Yes, using one string is indeed better. That won't be too difficult to code.

But how to associate actions with a rule, in that case? I mean, some rules will have actions, some not.

In my case, a parse tree is automatically generated (indeed, it's almost the only thing returned by a parse call, that with recognized string and named captures). I have some additional syntax to 'drop' a node ans such, similar to what you proposed a few posts ago.


March 01, 2012
On Thu, Mar 01, 2012 at 04:10:26PM +0100, Philippe Sigaud wrote:
> >> mixin(Grammar!("Doc <- Node*"
> >> "Node <- OpeningTag (Text / Node)* ClosingTag", NodeAction,
> >> "OpeningTag <- '<' Identifier '>'", OpeningAction,
> >> "ClosingTag <-  `</` Identifier '>'", ClosingAction,
> >> "Text <- (!(OpeningTag / ClosingTag) _)+"));
> >
> >
> > That looks about right, but still has a fair amount of noise. I think the approach of putting the entire grammar in one string is best.
> 
> Yes, using one string is indeed better. That won't be too difficult to code.
> 
> But how to associate actions with a rule, in that case? I mean, some rules will have actions, some not.
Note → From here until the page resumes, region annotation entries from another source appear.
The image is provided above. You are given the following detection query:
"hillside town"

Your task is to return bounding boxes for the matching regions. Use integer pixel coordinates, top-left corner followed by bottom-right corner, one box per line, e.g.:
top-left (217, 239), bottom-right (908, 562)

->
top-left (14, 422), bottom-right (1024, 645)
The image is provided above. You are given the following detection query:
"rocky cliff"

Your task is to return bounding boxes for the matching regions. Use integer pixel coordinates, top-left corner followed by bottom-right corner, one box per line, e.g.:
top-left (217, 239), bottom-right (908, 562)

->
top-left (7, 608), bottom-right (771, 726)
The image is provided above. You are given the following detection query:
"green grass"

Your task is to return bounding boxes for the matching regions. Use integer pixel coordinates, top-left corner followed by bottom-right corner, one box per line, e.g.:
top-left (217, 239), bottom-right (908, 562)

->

You could maybe just put D code in the grammar string, which gets compiled as a string mixin by CTFE?


T

-- 
"A man's wife has more power over him than the state has." -- Ralph Emerson
March 01, 2012
> > But how to associate actions with a rule, in that case? I mean, some rules will have actions, some not.
>
> You could maybe just put D code in the grammar string, which gets compiled as a string mixin by CTFE?

I could, but one of my driving goals while beginning this project a month ao was to use the shiny new lambda syntax directly :)

"rule1", o => o
"rule2", o => o

etc.


March 01, 2012
On 3/1/12 1:54 AM, Marco Leise wrote:
> Am 29.02.2012, 02:30 Uhr, schrieb Piotr Szturmaj <bncrbme@jadamspam.pl>:
>
>> CTFE code can be much slower than native one, and I would like to see
>> some kind of compiler cache for such code.
>
> I second this. As a fan of clean optimizations this is one of the things
> I tossed around my head for a while. It could use a cache file or the
> compiler could be started as a daemon process keeping a memory cache.
> All code that is called through CTFE would go into the cache, indexed by
> the internal representation of the function body and parameters.

I think this is the kind of development that will be naturally motivated and pushed by serious CTFE applications pushing the boundary. I'm not very worried about it right now as about investigating CTFE potential and blockers.

Andrei